In this tutorial we will focus on:
- Definition, test statistic and understanding its importance;
- Using numpy or pandas to access its coefficient.

## 1) Definition:

- **Autocorrelation**, also called **serial correlation**, is the correlation / similarity between events / observations as a function of the time lag between them.


**More info about:** https://en.wikipedia.org/wiki/Autocorrelation

## 2) Test statistic - Durbin-Watson:

The null hypothesis of the test is that there is no serial correlation.

The Durbin-Watson test statistics is defined as:

$$\sum_{t=2}^T((e_t - e_{t-1})^2)/\sum_{t=1}^Te_t^2$$

The test statistic is approximately equal to 2*(1-r) where ``r`` is the sample autocorrelation of the residuals. Thus, for r == 0, indicating no serial correlation, the test statistic equals 2. This statistic will always be between 0 and 4. The closer to 0 the statistic, the more evidence for positive serial correlation. The closer to 4, the more evidence for negative serial correlation.

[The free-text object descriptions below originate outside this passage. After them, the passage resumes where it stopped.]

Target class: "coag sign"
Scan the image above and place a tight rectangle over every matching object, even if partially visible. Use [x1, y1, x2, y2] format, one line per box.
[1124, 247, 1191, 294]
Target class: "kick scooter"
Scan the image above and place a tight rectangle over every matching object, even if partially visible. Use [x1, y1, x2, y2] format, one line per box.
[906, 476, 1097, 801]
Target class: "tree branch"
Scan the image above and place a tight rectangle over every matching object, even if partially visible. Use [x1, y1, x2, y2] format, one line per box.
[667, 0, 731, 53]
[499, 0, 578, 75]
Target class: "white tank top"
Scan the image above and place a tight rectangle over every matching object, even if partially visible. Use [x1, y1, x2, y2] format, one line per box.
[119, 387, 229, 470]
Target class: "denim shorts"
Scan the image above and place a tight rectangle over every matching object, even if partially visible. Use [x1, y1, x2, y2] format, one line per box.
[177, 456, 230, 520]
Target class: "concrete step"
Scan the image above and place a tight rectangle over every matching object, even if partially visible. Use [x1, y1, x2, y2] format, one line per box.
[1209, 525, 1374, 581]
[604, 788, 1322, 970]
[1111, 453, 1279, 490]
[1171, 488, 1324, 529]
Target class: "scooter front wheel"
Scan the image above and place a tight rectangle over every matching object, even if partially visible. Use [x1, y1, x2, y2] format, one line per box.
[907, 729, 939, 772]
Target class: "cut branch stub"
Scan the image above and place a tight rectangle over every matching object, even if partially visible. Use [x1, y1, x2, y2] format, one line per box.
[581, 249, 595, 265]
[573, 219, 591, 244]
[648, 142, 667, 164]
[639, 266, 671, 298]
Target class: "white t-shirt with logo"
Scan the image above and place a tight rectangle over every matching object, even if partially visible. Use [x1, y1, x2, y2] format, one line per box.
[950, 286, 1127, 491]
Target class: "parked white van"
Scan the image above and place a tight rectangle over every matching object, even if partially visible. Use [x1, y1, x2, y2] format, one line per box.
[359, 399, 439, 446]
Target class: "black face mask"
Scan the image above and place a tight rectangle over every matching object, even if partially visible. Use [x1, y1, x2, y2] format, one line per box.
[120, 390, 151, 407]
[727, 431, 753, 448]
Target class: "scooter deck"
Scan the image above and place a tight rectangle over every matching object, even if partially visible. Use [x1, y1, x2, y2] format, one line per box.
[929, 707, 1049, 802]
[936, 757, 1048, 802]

**More info about:** https://en.wikipedia.org/wiki/Durbin–Watson_statistic

## 3) Why is it important?

In many statistics model analysis, autocorrelation violates the independence assumption of the events/observations and results in biased estimations/inferences;

In regression models, autocorrelation of the residuals (errors) violates the ordinary least squares (OLS) assumption that the residual (error) terms are uncorrelated, meaning that the OLS estimators are no longer the Best Linear Unbiased Estimators (BLUE).

# 4) Coding:

Font: https://www.statsmodels.org/stable/_modules/statsmodels/stats/stattools.html#durbin_watson

In [4]:
import numpy as np

def dw_test(residuals, axis=0):
    r"""
    Calculates the Durbin-Watson test statistic

    Parameters
    ----------
    residuals : array_like

    Returns
    -------
    dw_test_statistic : float, array_like

    Notes
    -----
    Ho:= There is no serial correlation.
    H1:= There is serial correlation.
    
    The Durbin-Watson test statistics is defined as:

    .. math::

       \sum_{t=2}^T((e_t - e_{t-1})^2)/\sum_{t=1}^Te_t^2
    
    This statistic will always be between 0 and 4.
    For r == 0, indicating no serial correlation;
    The closer to 0 the statistic, the more evidence for positive serial correlation. 
    The closer to 4, the more evidence for negative serial correlation.
    """
    residuals = np.asarray(residuals)
    diff_residuals = np.diff(residuals, 1, axis=axis)
    dw_test = np.sum(diff_residuals**2, axis=axis) / np.sum(residuals**2, axis=axis)
    return dw_test